2023年1月9日(月・祝)13時~17時に「外国人の在宅療養サービス利用と意思決定支援を学ぶ」の研修をZOOMによるオンラインで開催しました。
国際都市神戸は全国でも定住外国人が多い都市であり、港町の開港以前からの長期滞在の方から定住期間が短い方など背景も様々で多様化しています。近年では定住外国人の高齢者化が顕著で在宅サービスを利用している外国人の方も増えています。

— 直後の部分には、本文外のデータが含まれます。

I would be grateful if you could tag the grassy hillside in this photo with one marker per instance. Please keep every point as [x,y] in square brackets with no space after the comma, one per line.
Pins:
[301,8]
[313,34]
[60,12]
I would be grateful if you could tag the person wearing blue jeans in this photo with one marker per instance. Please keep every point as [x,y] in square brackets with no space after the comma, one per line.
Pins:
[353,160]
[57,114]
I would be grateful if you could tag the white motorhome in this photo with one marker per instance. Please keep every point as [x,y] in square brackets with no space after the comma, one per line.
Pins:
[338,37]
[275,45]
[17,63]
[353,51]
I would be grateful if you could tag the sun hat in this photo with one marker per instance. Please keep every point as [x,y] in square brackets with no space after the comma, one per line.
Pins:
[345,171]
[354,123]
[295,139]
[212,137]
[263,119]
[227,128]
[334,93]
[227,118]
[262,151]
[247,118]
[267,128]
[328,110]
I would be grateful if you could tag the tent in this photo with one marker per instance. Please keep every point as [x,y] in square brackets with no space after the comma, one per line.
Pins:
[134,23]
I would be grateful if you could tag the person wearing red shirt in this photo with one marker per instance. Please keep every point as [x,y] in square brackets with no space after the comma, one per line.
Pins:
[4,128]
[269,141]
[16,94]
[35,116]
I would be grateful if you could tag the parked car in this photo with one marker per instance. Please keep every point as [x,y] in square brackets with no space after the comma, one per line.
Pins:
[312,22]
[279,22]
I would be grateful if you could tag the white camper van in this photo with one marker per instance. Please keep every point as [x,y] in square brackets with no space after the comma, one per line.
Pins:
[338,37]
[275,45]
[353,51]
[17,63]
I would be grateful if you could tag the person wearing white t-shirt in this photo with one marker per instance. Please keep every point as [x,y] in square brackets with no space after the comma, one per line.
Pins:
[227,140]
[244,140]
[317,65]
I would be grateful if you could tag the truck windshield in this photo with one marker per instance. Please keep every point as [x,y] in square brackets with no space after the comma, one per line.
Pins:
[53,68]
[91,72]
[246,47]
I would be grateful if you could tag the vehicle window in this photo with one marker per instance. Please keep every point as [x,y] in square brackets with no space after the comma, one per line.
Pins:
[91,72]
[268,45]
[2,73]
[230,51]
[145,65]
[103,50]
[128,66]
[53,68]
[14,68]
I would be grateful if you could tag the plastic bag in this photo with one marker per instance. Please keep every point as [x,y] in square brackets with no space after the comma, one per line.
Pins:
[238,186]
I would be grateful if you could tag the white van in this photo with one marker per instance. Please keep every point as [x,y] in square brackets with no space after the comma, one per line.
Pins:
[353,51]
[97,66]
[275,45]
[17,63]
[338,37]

しかし、在宅療養を支えるためのサポートはコミュニケーションや文化の違いなど様々な困難が課題とされています。
今回の研修では阪神・淡路大震災以来、長田地区を中心に定住外国人の支援に取り組む「神戸定住外国人支援センター(KFC)」のケアマネジャーの呼和徳力根(フフ デルゲル)さんと、「訪問看護ステーションはれ」の所長である山根香代子さんに在宅療養支援の現状を、そして神奈川県立保健福祉大学大学院ヘルスイノベーション研究科の相原洋子さんに「外国人の在宅療養に向けた課題」をご講演いただきました。
定住外国人高齢者は、自分の思いを伝えられなかったり理解に時間がかかるケースも多く、孤立したり関わりをあきらめてしまうこともあります。支援は言葉や文化だけではなく、歴史的背景への理解や認知症などの疾患への対応能力が必要になります。通訳者は介護等の経験があると、外国人の療養者の信頼が得られやすい等、人材育成等への意見もありました。

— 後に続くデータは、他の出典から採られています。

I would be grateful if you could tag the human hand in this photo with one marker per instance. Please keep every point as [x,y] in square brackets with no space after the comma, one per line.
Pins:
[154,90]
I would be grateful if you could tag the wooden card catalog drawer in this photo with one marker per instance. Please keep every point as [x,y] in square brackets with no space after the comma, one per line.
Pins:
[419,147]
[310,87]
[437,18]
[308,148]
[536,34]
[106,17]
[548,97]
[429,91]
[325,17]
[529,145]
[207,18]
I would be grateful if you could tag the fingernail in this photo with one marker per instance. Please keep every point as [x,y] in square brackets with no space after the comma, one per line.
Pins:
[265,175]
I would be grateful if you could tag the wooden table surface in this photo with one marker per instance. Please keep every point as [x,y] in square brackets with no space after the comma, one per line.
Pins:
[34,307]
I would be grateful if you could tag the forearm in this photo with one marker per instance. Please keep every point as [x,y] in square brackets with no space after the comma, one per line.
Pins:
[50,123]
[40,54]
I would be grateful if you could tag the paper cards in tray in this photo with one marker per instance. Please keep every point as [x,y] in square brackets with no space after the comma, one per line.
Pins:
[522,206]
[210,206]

研修は訪問看護ステーションや居宅介護支援事業所、地域包括支援センター、医療介護サポートセンターなど多数の施設からご参加いただきました。「お国柄の文化がわかるエピソードが印象に残った。」「相手をいかに理解するか、気づきが大切で支援の基本を再確認した。」などの感想をいただきました。さらに今回の内容を発展させた研修会の希望も聞かれました。また、近畿圏は、定住外国人に占める高齢者割合が他の地域より多いことを相原さんがデータを示して説明され、神戸市の今後の課題であることに気づく機会になりました。
山根さんの講演テーマにあった「人とのつながりの中でほおっておけなくなった」という言葉は、定住外国人との共生社会実現の基盤となるかもしれません。身近な周りからつながりをひろげて支援の力をつけていきたいですね。
なお、本研修は、神戸市健康局からの事業委託を受けて実施したものです。